Some usability problems can be seen as violations of design principles. Here is how violating Donald Norman’s principles of usability can impair the user experience:
- Lack of consistency: An interface that exhibits inconsistencies in visual layout, labelling, behavior, etc. makes it harder for users to detect and learn patterns and form mental models. Inconsistencies force users to memorize and remember exceptions to rules, increasing the cognitive load.
- Poor visibility of controls: Frustration and lost productivity can result when users can’t locate the controls they are looking for, or when users are looking for means to carry out actions but cannot find appropriate controls.
- Poor affordance cues for controls: When controls don’t give visual clues as to how they can be operated, users must figure out what the controls do by means of time-consuming trial-and-error. Some controls may not even be perceived as controls, and some functionality may be “hidden” when the user cannot discover the means of activating it (for instance, a user may not realize that a context menu can be opened by right-clicking on an icon).
- Poor mapping cues for controls: When controls don’t clearly indicate what actions they perform, confusion can result when behavior does not match users’ expectations, or when users cannot find appropriate controls for actions they want to perform.
- Insufficient feedback: Without prompt and clear feedback, the user can be left wondering whether a control was properly activated and whether the action was successfully performed.

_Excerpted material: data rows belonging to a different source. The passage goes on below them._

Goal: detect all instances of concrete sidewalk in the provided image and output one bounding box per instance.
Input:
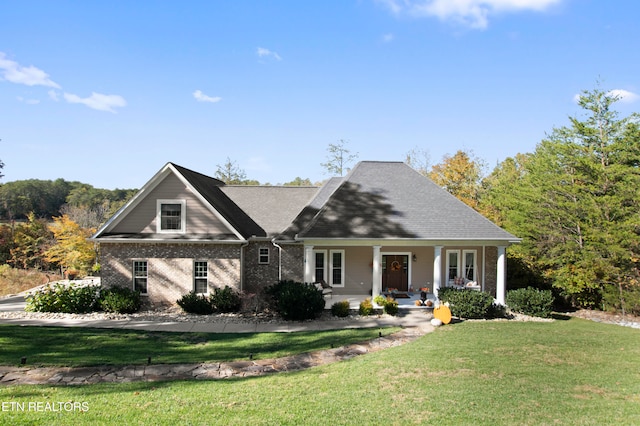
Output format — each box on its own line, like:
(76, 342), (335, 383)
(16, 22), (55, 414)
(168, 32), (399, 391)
(0, 311), (432, 333)
(0, 295), (433, 333)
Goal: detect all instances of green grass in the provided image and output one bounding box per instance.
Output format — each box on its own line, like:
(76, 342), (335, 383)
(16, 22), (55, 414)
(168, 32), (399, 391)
(0, 319), (640, 425)
(0, 324), (399, 366)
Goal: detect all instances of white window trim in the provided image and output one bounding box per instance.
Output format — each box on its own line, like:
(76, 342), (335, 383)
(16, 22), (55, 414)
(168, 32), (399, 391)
(461, 250), (478, 282)
(258, 247), (271, 265)
(156, 199), (187, 234)
(445, 249), (478, 285)
(312, 250), (329, 283)
(131, 259), (149, 296)
(380, 251), (413, 288)
(193, 260), (209, 295)
(327, 250), (346, 287)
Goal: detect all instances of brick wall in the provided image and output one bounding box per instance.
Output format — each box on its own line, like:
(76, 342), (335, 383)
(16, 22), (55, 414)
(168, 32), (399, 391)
(244, 241), (304, 293)
(100, 243), (240, 303)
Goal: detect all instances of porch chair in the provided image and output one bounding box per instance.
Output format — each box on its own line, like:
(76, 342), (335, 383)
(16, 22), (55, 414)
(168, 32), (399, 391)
(314, 280), (333, 299)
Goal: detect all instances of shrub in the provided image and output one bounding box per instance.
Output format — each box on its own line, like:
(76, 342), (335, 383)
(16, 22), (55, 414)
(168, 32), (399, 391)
(331, 300), (349, 318)
(25, 284), (100, 314)
(506, 287), (554, 318)
(98, 287), (142, 314)
(373, 294), (387, 306)
(358, 297), (375, 316)
(177, 291), (213, 315)
(382, 297), (398, 315)
(266, 280), (325, 321)
(209, 285), (242, 312)
(438, 287), (501, 319)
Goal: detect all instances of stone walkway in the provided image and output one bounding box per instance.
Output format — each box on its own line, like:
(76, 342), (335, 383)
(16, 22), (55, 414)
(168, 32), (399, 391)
(0, 322), (433, 386)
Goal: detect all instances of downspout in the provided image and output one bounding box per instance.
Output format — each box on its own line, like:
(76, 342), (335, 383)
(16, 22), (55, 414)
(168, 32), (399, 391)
(240, 241), (249, 291)
(271, 237), (282, 282)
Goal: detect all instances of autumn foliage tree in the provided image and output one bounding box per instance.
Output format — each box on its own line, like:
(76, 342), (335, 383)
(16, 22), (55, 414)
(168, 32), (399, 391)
(429, 150), (485, 209)
(44, 215), (96, 275)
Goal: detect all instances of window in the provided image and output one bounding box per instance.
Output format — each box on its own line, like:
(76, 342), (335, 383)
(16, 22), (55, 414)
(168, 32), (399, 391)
(462, 250), (477, 281)
(313, 250), (327, 282)
(193, 261), (209, 294)
(258, 247), (269, 265)
(157, 200), (186, 233)
(329, 250), (344, 287)
(447, 250), (478, 285)
(447, 250), (460, 284)
(133, 260), (148, 294)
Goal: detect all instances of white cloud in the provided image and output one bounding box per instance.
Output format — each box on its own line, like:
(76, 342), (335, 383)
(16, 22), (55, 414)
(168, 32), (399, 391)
(193, 90), (222, 103)
(0, 52), (60, 89)
(17, 96), (40, 105)
(608, 89), (640, 104)
(64, 92), (127, 113)
(256, 47), (282, 61)
(47, 89), (60, 102)
(376, 0), (563, 29)
(382, 33), (395, 43)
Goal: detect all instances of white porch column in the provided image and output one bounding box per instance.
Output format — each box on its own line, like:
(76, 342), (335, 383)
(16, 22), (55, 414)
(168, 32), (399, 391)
(496, 246), (507, 305)
(433, 246), (442, 297)
(371, 246), (382, 298)
(304, 246), (314, 283)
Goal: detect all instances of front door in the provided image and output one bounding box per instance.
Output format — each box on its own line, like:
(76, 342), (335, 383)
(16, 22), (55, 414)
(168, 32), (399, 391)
(382, 254), (409, 291)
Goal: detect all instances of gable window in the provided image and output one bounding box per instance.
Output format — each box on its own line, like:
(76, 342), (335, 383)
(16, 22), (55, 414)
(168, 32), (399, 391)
(193, 261), (209, 294)
(157, 200), (186, 233)
(133, 260), (148, 294)
(258, 247), (269, 265)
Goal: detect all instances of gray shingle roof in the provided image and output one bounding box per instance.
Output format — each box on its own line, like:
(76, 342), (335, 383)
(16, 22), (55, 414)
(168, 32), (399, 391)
(298, 161), (518, 241)
(220, 185), (320, 237)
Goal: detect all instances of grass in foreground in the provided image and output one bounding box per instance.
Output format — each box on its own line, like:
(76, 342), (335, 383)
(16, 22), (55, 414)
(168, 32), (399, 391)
(0, 319), (640, 425)
(0, 265), (62, 297)
(0, 324), (399, 368)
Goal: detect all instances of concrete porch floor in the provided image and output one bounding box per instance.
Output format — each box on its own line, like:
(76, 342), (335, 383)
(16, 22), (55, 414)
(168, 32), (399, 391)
(324, 292), (436, 310)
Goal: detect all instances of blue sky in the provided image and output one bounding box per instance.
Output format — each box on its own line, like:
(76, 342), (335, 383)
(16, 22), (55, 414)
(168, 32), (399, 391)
(0, 0), (640, 189)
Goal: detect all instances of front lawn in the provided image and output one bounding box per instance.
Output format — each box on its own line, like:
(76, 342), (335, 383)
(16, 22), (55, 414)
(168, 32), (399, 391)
(0, 318), (640, 425)
(0, 324), (399, 368)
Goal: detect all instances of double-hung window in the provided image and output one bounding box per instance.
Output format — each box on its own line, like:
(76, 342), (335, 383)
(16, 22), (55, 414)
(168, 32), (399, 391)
(313, 250), (345, 287)
(447, 250), (478, 285)
(133, 260), (148, 294)
(258, 247), (269, 265)
(157, 200), (186, 233)
(193, 260), (209, 294)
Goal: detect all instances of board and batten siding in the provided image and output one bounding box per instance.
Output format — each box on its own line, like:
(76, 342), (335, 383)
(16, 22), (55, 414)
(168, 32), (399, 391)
(111, 174), (229, 234)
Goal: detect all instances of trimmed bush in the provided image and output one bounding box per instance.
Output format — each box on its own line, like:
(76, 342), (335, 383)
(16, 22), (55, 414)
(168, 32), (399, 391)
(98, 287), (142, 314)
(373, 294), (387, 306)
(266, 280), (325, 321)
(209, 285), (242, 313)
(382, 297), (398, 315)
(358, 297), (375, 316)
(25, 284), (100, 314)
(438, 287), (502, 319)
(506, 287), (554, 318)
(177, 291), (213, 315)
(331, 300), (349, 318)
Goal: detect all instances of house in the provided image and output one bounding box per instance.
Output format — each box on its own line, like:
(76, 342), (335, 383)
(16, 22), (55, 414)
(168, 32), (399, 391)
(92, 161), (520, 304)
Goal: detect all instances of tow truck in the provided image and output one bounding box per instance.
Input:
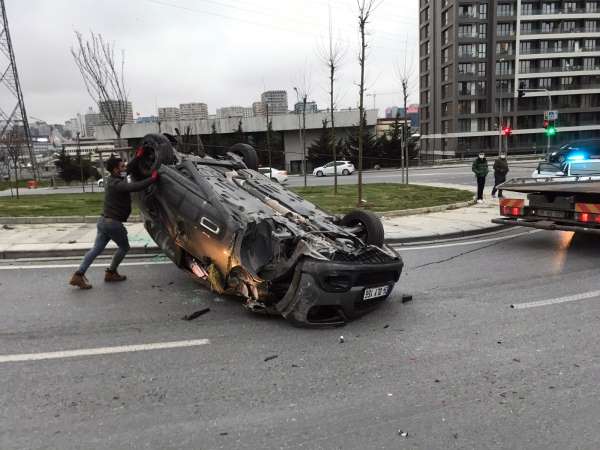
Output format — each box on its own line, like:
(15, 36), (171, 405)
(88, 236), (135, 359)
(492, 160), (600, 235)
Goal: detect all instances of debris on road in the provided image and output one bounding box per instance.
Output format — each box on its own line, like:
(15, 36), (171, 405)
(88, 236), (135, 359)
(182, 308), (210, 321)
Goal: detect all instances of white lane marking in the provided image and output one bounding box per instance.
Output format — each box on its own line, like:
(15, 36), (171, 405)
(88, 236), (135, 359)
(0, 261), (173, 270)
(510, 291), (600, 309)
(0, 230), (542, 270)
(0, 339), (210, 364)
(393, 230), (542, 252)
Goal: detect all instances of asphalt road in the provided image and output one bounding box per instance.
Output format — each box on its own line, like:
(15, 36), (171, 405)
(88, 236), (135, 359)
(0, 230), (600, 450)
(0, 162), (537, 197)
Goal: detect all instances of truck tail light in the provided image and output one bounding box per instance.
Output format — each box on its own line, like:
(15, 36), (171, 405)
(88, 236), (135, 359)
(500, 198), (525, 217)
(575, 212), (600, 224)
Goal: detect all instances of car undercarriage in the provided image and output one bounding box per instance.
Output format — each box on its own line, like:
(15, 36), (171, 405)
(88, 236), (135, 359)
(129, 135), (403, 326)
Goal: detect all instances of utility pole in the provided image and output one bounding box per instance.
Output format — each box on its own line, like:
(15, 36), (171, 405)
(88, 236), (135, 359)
(0, 0), (39, 180)
(77, 131), (85, 192)
(302, 94), (308, 187)
(265, 102), (273, 173)
(517, 86), (552, 156)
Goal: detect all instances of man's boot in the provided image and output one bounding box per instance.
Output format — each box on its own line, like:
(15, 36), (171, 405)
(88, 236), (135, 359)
(104, 269), (127, 283)
(69, 272), (92, 289)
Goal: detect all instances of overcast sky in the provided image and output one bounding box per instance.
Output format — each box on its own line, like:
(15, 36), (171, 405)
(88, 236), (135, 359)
(5, 0), (418, 123)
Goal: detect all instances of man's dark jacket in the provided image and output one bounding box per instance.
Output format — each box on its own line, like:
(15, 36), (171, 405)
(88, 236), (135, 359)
(102, 175), (154, 222)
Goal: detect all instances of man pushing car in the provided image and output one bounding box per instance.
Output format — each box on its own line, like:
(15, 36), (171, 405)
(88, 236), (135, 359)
(69, 153), (158, 289)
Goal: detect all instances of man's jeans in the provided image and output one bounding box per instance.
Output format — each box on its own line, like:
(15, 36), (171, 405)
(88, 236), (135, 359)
(78, 217), (129, 273)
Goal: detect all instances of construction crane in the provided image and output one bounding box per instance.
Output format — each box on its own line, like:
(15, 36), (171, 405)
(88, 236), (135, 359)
(0, 0), (39, 179)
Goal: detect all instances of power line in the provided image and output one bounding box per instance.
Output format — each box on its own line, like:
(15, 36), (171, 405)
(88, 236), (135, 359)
(143, 0), (412, 51)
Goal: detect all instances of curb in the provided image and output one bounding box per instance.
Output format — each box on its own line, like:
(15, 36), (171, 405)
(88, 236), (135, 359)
(0, 216), (142, 225)
(376, 200), (477, 218)
(0, 200), (477, 225)
(385, 225), (511, 244)
(0, 246), (162, 260)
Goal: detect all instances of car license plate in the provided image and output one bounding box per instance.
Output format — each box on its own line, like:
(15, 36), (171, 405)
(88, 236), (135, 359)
(363, 286), (390, 300)
(536, 209), (565, 219)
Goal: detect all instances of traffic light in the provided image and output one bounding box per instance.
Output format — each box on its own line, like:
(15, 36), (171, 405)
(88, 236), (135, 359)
(517, 81), (527, 98)
(544, 120), (557, 137)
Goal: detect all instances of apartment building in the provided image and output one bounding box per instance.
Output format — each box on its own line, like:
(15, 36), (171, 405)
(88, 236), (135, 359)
(179, 102), (208, 122)
(260, 91), (288, 116)
(419, 0), (600, 159)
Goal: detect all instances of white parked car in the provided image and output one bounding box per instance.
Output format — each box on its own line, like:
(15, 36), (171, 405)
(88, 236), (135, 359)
(531, 159), (600, 178)
(313, 161), (356, 177)
(258, 167), (287, 184)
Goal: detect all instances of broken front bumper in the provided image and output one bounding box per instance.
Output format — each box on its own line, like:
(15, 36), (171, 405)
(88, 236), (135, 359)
(275, 257), (404, 327)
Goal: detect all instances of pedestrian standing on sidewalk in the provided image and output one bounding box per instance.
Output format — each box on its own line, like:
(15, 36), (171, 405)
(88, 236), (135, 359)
(471, 153), (489, 203)
(69, 156), (158, 289)
(492, 153), (509, 198)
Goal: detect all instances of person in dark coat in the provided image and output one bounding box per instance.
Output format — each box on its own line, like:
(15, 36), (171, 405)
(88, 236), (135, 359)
(69, 157), (158, 289)
(471, 153), (490, 203)
(492, 153), (509, 198)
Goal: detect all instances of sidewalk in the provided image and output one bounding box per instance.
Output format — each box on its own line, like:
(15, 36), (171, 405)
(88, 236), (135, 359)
(0, 183), (513, 259)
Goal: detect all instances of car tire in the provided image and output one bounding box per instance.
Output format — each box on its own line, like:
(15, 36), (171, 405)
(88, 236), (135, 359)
(340, 209), (385, 247)
(229, 143), (258, 170)
(128, 134), (177, 179)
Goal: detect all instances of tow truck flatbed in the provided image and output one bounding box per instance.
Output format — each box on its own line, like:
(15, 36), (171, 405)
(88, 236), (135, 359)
(492, 175), (600, 235)
(498, 176), (600, 195)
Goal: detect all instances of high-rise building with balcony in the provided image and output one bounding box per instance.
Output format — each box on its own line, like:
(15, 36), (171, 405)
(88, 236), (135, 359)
(419, 0), (600, 159)
(217, 106), (254, 119)
(179, 103), (208, 121)
(260, 91), (288, 116)
(158, 106), (179, 122)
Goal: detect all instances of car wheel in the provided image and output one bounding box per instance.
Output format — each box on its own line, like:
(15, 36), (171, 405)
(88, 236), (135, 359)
(229, 144), (258, 170)
(128, 134), (177, 179)
(340, 209), (385, 247)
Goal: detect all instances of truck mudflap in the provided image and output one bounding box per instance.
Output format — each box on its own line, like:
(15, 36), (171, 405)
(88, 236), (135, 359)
(492, 218), (600, 235)
(275, 258), (404, 327)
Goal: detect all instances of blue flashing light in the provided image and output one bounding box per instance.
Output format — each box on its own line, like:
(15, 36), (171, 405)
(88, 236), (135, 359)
(567, 153), (586, 161)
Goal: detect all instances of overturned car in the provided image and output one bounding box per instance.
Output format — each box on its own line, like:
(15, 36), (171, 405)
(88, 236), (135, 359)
(129, 134), (403, 326)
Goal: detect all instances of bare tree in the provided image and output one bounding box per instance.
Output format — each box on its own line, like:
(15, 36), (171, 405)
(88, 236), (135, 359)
(321, 5), (345, 195)
(71, 31), (128, 140)
(397, 45), (413, 184)
(294, 73), (310, 187)
(356, 0), (381, 207)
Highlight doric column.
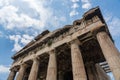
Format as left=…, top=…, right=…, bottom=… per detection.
left=7, top=69, right=16, bottom=80
left=97, top=32, right=120, bottom=80
left=28, top=58, right=39, bottom=80
left=71, top=40, right=87, bottom=80
left=46, top=50, right=57, bottom=80
left=16, top=63, right=27, bottom=80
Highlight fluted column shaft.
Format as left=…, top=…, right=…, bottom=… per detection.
left=7, top=70, right=16, bottom=80
left=46, top=51, right=57, bottom=80
left=71, top=41, right=87, bottom=80
left=97, top=32, right=120, bottom=80
left=16, top=64, right=27, bottom=80
left=28, top=58, right=39, bottom=80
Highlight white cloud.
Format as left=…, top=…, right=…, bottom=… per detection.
left=20, top=34, right=33, bottom=45
left=107, top=17, right=120, bottom=36
left=0, top=65, right=10, bottom=73
left=81, top=0, right=92, bottom=9
left=69, top=10, right=79, bottom=17
left=71, top=3, right=79, bottom=9
left=104, top=12, right=120, bottom=36
left=71, top=0, right=79, bottom=2
left=0, top=0, right=56, bottom=30
left=9, top=34, right=33, bottom=52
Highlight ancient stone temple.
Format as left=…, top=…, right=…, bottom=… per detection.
left=8, top=7, right=120, bottom=80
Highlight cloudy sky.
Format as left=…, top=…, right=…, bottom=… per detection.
left=0, top=0, right=120, bottom=80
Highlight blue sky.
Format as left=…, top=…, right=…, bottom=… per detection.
left=0, top=0, right=120, bottom=80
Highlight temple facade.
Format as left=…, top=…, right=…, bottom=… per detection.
left=8, top=7, right=120, bottom=80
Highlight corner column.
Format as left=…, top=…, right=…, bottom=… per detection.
left=46, top=50, right=57, bottom=80
left=16, top=63, right=27, bottom=80
left=71, top=40, right=87, bottom=80
left=97, top=32, right=120, bottom=80
left=28, top=58, right=39, bottom=80
left=7, top=69, right=16, bottom=80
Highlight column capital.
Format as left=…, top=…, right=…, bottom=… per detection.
left=68, top=39, right=81, bottom=45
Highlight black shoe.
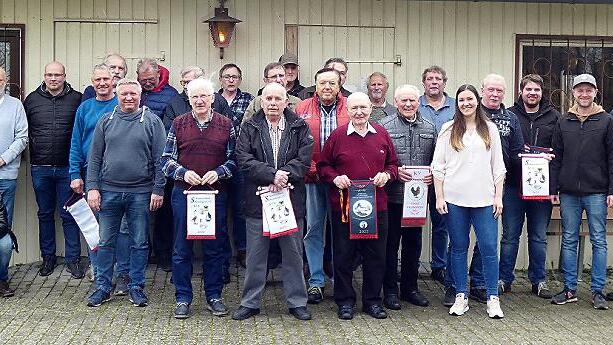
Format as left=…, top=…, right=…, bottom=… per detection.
left=400, top=291, right=430, bottom=307
left=430, top=268, right=447, bottom=285
left=289, top=307, right=311, bottom=321
left=383, top=295, right=402, bottom=310
left=307, top=286, right=324, bottom=304
left=175, top=302, right=191, bottom=319
left=337, top=304, right=353, bottom=320
left=232, top=305, right=260, bottom=321
left=443, top=287, right=456, bottom=307
left=66, top=260, right=85, bottom=279
left=468, top=288, right=487, bottom=304
left=38, top=256, right=55, bottom=277
left=364, top=304, right=387, bottom=319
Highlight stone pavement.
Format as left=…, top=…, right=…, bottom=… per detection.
left=0, top=264, right=613, bottom=345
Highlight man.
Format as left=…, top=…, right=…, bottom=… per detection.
left=419, top=65, right=455, bottom=290
left=366, top=72, right=394, bottom=122
left=243, top=62, right=300, bottom=123
left=87, top=79, right=166, bottom=307
left=279, top=53, right=304, bottom=97
left=298, top=58, right=351, bottom=99
left=296, top=68, right=349, bottom=304
left=162, top=78, right=236, bottom=319
left=317, top=92, right=398, bottom=320
left=469, top=74, right=524, bottom=303
left=499, top=74, right=560, bottom=298
left=0, top=67, right=28, bottom=297
left=550, top=74, right=613, bottom=310
left=378, top=85, right=437, bottom=310
left=81, top=54, right=128, bottom=103
left=232, top=83, right=313, bottom=320
left=23, top=61, right=84, bottom=279
left=218, top=63, right=254, bottom=268
left=136, top=58, right=179, bottom=119
left=153, top=66, right=233, bottom=272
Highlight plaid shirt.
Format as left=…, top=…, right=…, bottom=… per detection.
left=218, top=89, right=255, bottom=129
left=162, top=112, right=238, bottom=181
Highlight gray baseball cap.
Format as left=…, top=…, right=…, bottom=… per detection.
left=573, top=73, right=598, bottom=89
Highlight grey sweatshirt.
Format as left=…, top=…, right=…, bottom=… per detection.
left=0, top=94, right=28, bottom=180
left=86, top=106, right=166, bottom=195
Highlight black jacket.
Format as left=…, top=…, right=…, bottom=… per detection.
left=23, top=83, right=81, bottom=166
left=236, top=109, right=313, bottom=219
left=162, top=91, right=234, bottom=133
left=549, top=111, right=613, bottom=195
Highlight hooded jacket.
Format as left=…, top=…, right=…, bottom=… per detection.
left=549, top=106, right=613, bottom=195
left=23, top=83, right=81, bottom=166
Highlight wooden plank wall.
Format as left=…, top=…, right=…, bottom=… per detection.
left=0, top=0, right=613, bottom=267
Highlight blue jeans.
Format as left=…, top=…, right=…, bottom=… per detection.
left=560, top=194, right=607, bottom=292
left=172, top=185, right=228, bottom=303
left=96, top=191, right=151, bottom=292
left=498, top=186, right=552, bottom=285
left=304, top=183, right=330, bottom=287
left=447, top=203, right=498, bottom=297
left=32, top=165, right=81, bottom=262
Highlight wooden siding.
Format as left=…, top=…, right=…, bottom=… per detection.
left=0, top=0, right=613, bottom=267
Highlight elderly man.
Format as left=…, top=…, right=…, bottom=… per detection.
left=162, top=78, right=236, bottom=319
left=366, top=72, right=396, bottom=122
left=23, top=61, right=84, bottom=279
left=317, top=92, right=398, bottom=320
left=380, top=85, right=437, bottom=310
left=81, top=53, right=128, bottom=103
left=549, top=74, right=613, bottom=310
left=87, top=79, right=166, bottom=307
left=0, top=67, right=28, bottom=297
left=232, top=83, right=313, bottom=320
left=296, top=68, right=349, bottom=304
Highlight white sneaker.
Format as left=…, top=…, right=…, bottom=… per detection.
left=487, top=296, right=504, bottom=319
left=449, top=293, right=468, bottom=316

- Lack of constraints: Without constraints, users may be able to perform invalid operations, use controls in invalid ways, or enter invalid data. These problems can cause the system to enter an unstable, unpredictable state.
There are many other general problems that can contribute to a poor user experience. For instance:
- Unreliability, bugginess, flakiness, and instability: If the software crashes, or exhibits unpredictable behavior, it impairs the user’s trust in the software. The user may fear losing his work or having his data corrupted. The user has to waste time discovering and applying workarounds to avoid bugs.
- Poor performance: Lag, latency (delayed responses), and excessively long processing times are annoying and jarring because they interrupt the flow and rhythm of work.
- Disorganized, cluttered, or otherwise unappealing visual design: Unaesthetic, crowded, and poorly-designed screen or page layouts make it hard to find things, and are just simply depressing to look at.
- Conceptual model mismatching the user’s model: If the product’s view of the world or the domain (including things like terminology and processes) doesn’t match what users already understand, then users will have a hard time learning and conforming to the product’s alien way of thinking.
- Behavior not meeting expectations: Users can become disappointed when the product doesn’t work the way they expect.
- Excessive complexity: Too many steps and options and settings for seemingly simple tasks can be overwhelming. Complex products are harder to learn, and error rates will be high because users are more likely to make mistakes. The difficulty can cause the user to feel inadequate, incompetent, and embarrassed.
- Too much work: Users resent products that make them carry out repetitive, mundane tasks that could have been automated.
- Too much thinking: The product makes the user think too hard to figure out how to do things.
- The product makes it tedious or impossible to produce good quality output: For example, one diagramming tool I’ve used has no way to ensure that elements are aligned, and allows elements to be moved by two or more pixels, but not by one pixel, making it extraordinarily difficult and painstaking to create diagrams with aligned elements.
- The work that the product does is of low quality: For example, a paint program may render unaliased, “jagged” fonts, or a software development tool may generate code that doesn’t compile.
- Error correction is tedious: People make mistakes, and it shouldn’t be an ordeal to correct them.
To find usability problems such as the above, you should conduct usability testing on your designs, your prototypes, or your actual product. User observation is the most reliable way to discover where your users will have difficulties with your application.